Results of the case study are given in the supplemental information (Additional file 1: Table S1), and summarized in Figs. 46.

Fig. 4
figure 4

Registered market volumes and model-estimated emission rates (in tons per year) of 1977 mono-constituent organic REACH chemicals

Histograms of the EU-wide annual use volumes and emission rates of the 1977 mono-constituent organic REACH chemicals are shown in Fig. 4. Expected emission rates in the EU range from less than 1 ton per year to over 100 million tons per year. SimpleRisk-modeled expected exposure concentrations in the aquatic EU environment (Fig. 5) range from picograms per liter to milligrams per liter. Note that outputs of first-order steady-state environmental fate models (expected exposure concentrations) are directly proportional to the inputs (emission rates). The proportionality constant between exposure emission rate and concentration varies from chemical to chemical, in reflection of differences in environmental behavior of the substances studied—in Life Cycle Impact Assessment (LCIA), such proportionality constants are called ‘environmental fate factor’ [22]. The environmental fate factors of the 1977 mono-constituent organic REACH substances in this study did not vary widely, which explains why ranges in emission rates and exposure concentrations do not differ much: expected exposure concentrations depend more on the amount of chemical used than on the properties of the chemical.

Fig. 5
figure 5

Histograms of SimpleRisk-modeled median expected exposure concentrations in ‘typical EU fresh water’ and of median critical effect concentrations (average aquatic log-EC50-acute and log-NOEC-chronic (data from [21])) of the 1977 REACH-registered mono-constituent organic chemical substances in a ‘typical EU-water body’

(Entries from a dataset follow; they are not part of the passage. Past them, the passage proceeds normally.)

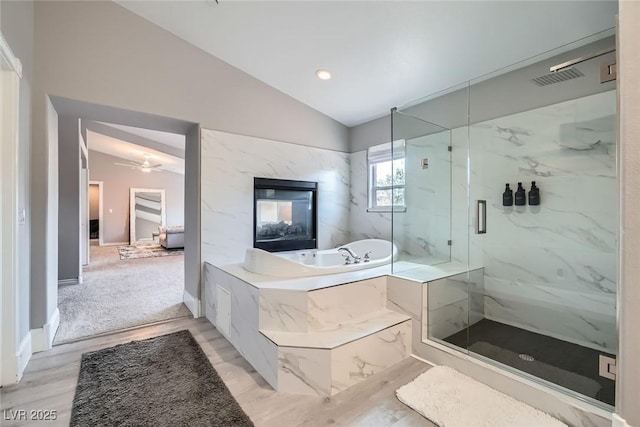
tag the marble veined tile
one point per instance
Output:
(244, 333)
(338, 335)
(304, 371)
(232, 161)
(283, 310)
(345, 303)
(359, 360)
(404, 296)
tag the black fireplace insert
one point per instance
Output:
(284, 214)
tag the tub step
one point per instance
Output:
(331, 369)
(302, 311)
(338, 334)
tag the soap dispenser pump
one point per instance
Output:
(507, 197)
(534, 194)
(521, 198)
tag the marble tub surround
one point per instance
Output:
(243, 322)
(360, 255)
(313, 340)
(232, 161)
(337, 335)
(301, 311)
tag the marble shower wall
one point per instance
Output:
(229, 164)
(421, 232)
(550, 268)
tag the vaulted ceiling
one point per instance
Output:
(381, 53)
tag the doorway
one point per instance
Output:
(95, 213)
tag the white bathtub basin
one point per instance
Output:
(318, 262)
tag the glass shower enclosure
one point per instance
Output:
(531, 283)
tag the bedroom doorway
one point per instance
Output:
(95, 213)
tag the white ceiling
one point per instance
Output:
(136, 153)
(382, 54)
(171, 139)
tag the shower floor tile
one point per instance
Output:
(563, 363)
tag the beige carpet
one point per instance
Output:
(119, 294)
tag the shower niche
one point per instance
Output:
(284, 215)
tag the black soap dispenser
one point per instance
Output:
(521, 198)
(507, 197)
(534, 194)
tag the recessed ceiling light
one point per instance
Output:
(323, 74)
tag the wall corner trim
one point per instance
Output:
(42, 338)
(618, 421)
(192, 303)
(24, 355)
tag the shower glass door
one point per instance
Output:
(546, 247)
(422, 188)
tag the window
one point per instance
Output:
(386, 176)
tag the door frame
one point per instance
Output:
(13, 357)
(100, 213)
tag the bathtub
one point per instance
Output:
(318, 262)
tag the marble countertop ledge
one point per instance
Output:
(417, 272)
(340, 334)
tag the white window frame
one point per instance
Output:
(380, 154)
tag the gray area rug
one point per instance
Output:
(146, 250)
(162, 381)
(118, 295)
(563, 378)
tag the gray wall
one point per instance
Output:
(99, 52)
(117, 180)
(17, 28)
(68, 198)
(628, 383)
(192, 265)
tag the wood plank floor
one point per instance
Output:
(50, 380)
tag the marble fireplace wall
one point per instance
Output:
(550, 268)
(229, 164)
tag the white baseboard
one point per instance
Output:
(618, 421)
(115, 244)
(192, 303)
(42, 338)
(24, 355)
(13, 366)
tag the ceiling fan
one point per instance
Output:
(145, 166)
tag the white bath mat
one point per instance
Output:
(451, 399)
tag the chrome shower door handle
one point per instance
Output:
(481, 217)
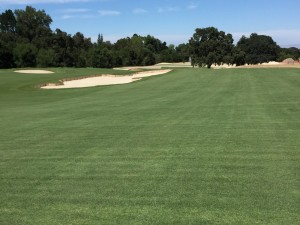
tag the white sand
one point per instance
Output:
(104, 80)
(34, 71)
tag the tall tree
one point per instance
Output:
(258, 48)
(209, 46)
(8, 21)
(33, 25)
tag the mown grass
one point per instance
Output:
(190, 147)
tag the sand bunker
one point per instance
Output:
(34, 71)
(103, 80)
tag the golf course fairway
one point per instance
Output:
(194, 146)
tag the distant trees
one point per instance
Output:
(26, 40)
(258, 48)
(285, 53)
(210, 46)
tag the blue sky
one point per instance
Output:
(173, 21)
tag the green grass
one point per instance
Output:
(191, 147)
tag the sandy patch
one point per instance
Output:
(34, 71)
(103, 80)
(272, 65)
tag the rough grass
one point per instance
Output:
(190, 147)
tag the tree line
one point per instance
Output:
(26, 40)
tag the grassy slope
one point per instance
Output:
(189, 147)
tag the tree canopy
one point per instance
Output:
(26, 40)
(210, 46)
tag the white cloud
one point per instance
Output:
(192, 6)
(139, 11)
(66, 17)
(26, 2)
(79, 10)
(109, 13)
(168, 9)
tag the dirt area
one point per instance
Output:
(34, 71)
(101, 80)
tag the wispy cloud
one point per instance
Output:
(139, 11)
(26, 2)
(168, 9)
(79, 10)
(192, 6)
(109, 13)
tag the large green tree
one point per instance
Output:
(33, 26)
(210, 46)
(258, 48)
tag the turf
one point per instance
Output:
(195, 146)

SimpleRisk-modeled Risk Quotients, RQNOEC and Expected Risks, ERNOEC and EREC50 are shown, in histogram format, in Fig. 6. ERs of individual chemicals are generally very low: for nearly 90% of the tested 1977 REACH chemicals, both EC50-based and NOEC-based ERs can be considered ‘negligible’: the probability of encountering undesired events in which species are exposed to concentrations that exceed their critical effect concentration are insignificant. A few of the tested chemicals had NOEC-based Risk Quotients that exceeded the value of one, or NOEC-based Expected Risks that exceeded the value of 0.05 (5%), which equals -1.301 on the log10ER scale. This ER value is considered maximally acceptable under REACH.

Fig. 6
figure 6

Risk Quotients, calculated as PEC/HC5 (Panel A), and expected risks of organic chemicals used in Europe (Panel B), calculated from the overlap of distributions in Fig. 5

Figure 7 compares the expected risks and risk quotients that were calculated for 1977 organic REACH chemicals. It can be seen that good correlations as fitted with quadratic regression curves are found for substances with near equal interspecies variations of sensitivity (σNOEC in Fig. 7A, σEC50 in Fig. 7B). For substances with unequal σNOEC or σEC50, ER and RQ appear unrelated in the sense that substances with equal risks ER may have very different risk quotients RQ, and substances with equal RQ may have very different ER.

Fig. 7
figure 7

Comparison of Risk Quotients and Expected Risks (A: RQNOEC vs. ERNOEC; B: RQNOEC vs. EREC50) of 1977 organic chemicals used in the EU. Each dot indicates one chemical. Curved lines represent quadratic regressions through substances of equal interspecies variance (σNOEC, σEC50) as published by Posthuma et al. [21]

It also appears from Fig. 7 that, near RQ = 1, all substances with equal RQ, regardless of their interspecies differences in sensitivities σtox, do have the same ER, namely ER = 0.05 (5%). This can be understood bearing in mind that RQNOEC = 1 means that PEC = HC5, i.e., 5% of the species have NOEC smaller than PEC. It is also true that all substances with RQ > 1 have ER > 0.05, and all substances with RQ < 1 have ER < 0.05. It can be seen from Fig. 7 that this is not true at smaller risk quotients and expected risks. Substances that have RQ much smaller than 1, have RQ that seem unrelated to ER. Substances with equal RQ may have ER that differ by many orders of magnitude, depending on differences in interspecies differences in sensitivities σtox.

Note that many REACH chemicals in this study (340 out of 1977) have interspecies sensitivity variations of σtox = 0.70 \(\pm 0\).05), and that many of these share the non-polar narcotics mode of action, for which σtox = 0.70 is the median observed value reported by De Zwart [23]. The chemicals with σtox 0.7 are represented in Fig. 7A and B by black dots, and nicely fall onto the same ER-RQ curves in Fig. 7A and B.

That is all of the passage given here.